Regardless of the mix the main purpose of the development must be housing.
Pro-active Local Authorities, often in partnership with consultants, have been identifying under used land for small housing projects.
Once PIP has been established, full planning permission requires only ‘technical details’ consent (TDC).
Legislation for PIP was passed in 2016, with the policy detail evolving in parallel with the government’s ambitions for brownfield-registers of land suitable for housing. PIP was conceived as a cheap and simple means for landowners and developers to establish whether a site is regarded as suitable for housing, similar to pre-application advice but with a ‘binding’ outcome.
In addition, Local Authorities in England have been able to assign PIP to sites in their brownfield-registers, which they were required to publish by the end of 2017. The registers come in two parts: part one for brownfield-sites regarded as suitable for housing development, part two with sites already given PIP and requiring only TDC. There is also a plan to identify sites with PIP in ‘local’ and ‘neighbourhood’ plans in the future.
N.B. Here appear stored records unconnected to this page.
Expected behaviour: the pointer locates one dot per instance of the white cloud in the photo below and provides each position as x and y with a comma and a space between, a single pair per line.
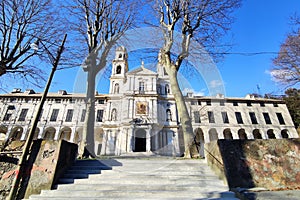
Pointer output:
195, 93
215, 83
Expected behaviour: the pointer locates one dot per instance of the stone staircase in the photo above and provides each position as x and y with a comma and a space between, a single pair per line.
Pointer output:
139, 178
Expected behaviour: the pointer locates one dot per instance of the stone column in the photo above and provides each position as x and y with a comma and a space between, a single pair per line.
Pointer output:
148, 140
104, 143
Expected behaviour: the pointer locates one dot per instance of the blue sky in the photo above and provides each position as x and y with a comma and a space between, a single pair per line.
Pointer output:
260, 26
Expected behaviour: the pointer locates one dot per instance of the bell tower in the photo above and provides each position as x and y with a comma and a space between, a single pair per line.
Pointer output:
119, 70
120, 64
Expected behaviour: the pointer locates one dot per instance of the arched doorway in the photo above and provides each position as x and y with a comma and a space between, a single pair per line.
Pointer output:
271, 134
3, 131
227, 134
213, 134
65, 134
17, 133
140, 140
78, 135
49, 133
242, 134
98, 137
199, 139
284, 133
256, 134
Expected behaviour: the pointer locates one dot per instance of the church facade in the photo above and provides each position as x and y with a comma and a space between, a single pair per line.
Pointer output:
139, 114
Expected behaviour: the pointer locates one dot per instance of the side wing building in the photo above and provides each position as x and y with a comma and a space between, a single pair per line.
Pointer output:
139, 115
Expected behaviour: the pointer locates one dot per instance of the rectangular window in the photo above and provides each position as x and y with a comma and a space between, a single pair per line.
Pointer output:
225, 118
199, 102
211, 118
197, 117
41, 114
239, 118
83, 115
267, 118
72, 100
69, 115
253, 118
141, 88
54, 115
99, 116
101, 101
23, 115
9, 113
280, 118
13, 99
7, 117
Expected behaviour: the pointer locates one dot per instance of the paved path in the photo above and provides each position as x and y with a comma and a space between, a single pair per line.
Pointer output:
139, 178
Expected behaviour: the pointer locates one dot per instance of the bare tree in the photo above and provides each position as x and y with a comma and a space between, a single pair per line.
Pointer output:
286, 68
23, 22
205, 21
101, 23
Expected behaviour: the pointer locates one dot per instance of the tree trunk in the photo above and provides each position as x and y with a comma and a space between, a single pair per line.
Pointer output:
87, 142
187, 129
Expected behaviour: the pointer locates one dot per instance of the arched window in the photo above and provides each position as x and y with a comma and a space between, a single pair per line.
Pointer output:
116, 88
114, 115
141, 87
284, 133
169, 115
167, 89
256, 134
271, 134
227, 134
213, 134
242, 134
119, 68
158, 89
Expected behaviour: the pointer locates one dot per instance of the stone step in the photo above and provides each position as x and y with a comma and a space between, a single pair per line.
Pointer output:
92, 167
38, 197
121, 187
132, 193
130, 172
152, 176
76, 175
85, 171
162, 178
199, 182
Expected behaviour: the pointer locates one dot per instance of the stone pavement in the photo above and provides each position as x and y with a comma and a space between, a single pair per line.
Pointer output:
261, 194
140, 178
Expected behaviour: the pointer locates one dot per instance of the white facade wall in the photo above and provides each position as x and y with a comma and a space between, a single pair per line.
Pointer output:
145, 118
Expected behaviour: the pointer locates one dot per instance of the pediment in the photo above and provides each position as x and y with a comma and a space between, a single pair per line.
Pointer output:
141, 71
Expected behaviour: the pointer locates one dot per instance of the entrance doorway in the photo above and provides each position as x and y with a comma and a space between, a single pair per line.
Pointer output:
140, 141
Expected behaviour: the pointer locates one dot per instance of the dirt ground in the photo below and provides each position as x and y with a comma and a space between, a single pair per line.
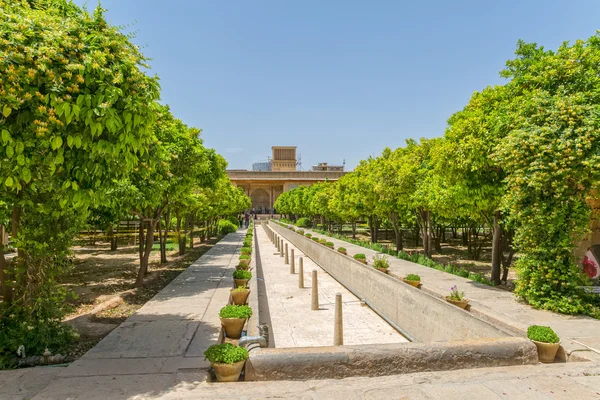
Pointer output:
104, 284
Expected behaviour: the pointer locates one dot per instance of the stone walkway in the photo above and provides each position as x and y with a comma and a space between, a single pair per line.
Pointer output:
294, 324
497, 304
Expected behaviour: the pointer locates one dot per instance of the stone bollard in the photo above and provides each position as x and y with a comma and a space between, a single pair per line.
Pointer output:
338, 328
301, 273
287, 257
315, 292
So far heads of planning appear to have done what they were required to do in assembling a part-one register from the data they hold, but they appear to be more concerned about getting on with the business of putting their local plans in place.
‘It is too early to know if PIP will be taken up; or if it is adding to the complexity of the planning system.’
PIP appears similar to ‘outline planning’ and technical detail consent is not fundamentally different from ‘detailed planning’. PIP could work well where communities themselves want to bring forward housing development. However, from experience local parishes resist housing developments and the letter-writers will also seek to prevent.
Given PIP seems to be a marginal shift in support of development Local Authorities will err on the side of caution [regarding the amount of development allowed] when determining a PIP application so developers will be asking…what’s the point as they may as well just go for planning permission.
Obtaining ‘technical details consent’ after PIP could prove more difficult than ‘reserved matters’ consent following the granting of outline permission, as the new process gives planners a lot of discretion. There is also a risk that the amount of information to be submitted could prove more onerous compared to the normal procedures.
Landowners and developers who do get consent via PIP may well in the following process opt for a full planning application having established the ‘binding’ principle of development.
If developers embrace PIP it could be seen as a short-cut and whilst it’s ‘new’ it may progress positively as Local Authorities trial the process and you are prepared to take it all the way with ‘technical details’ consent.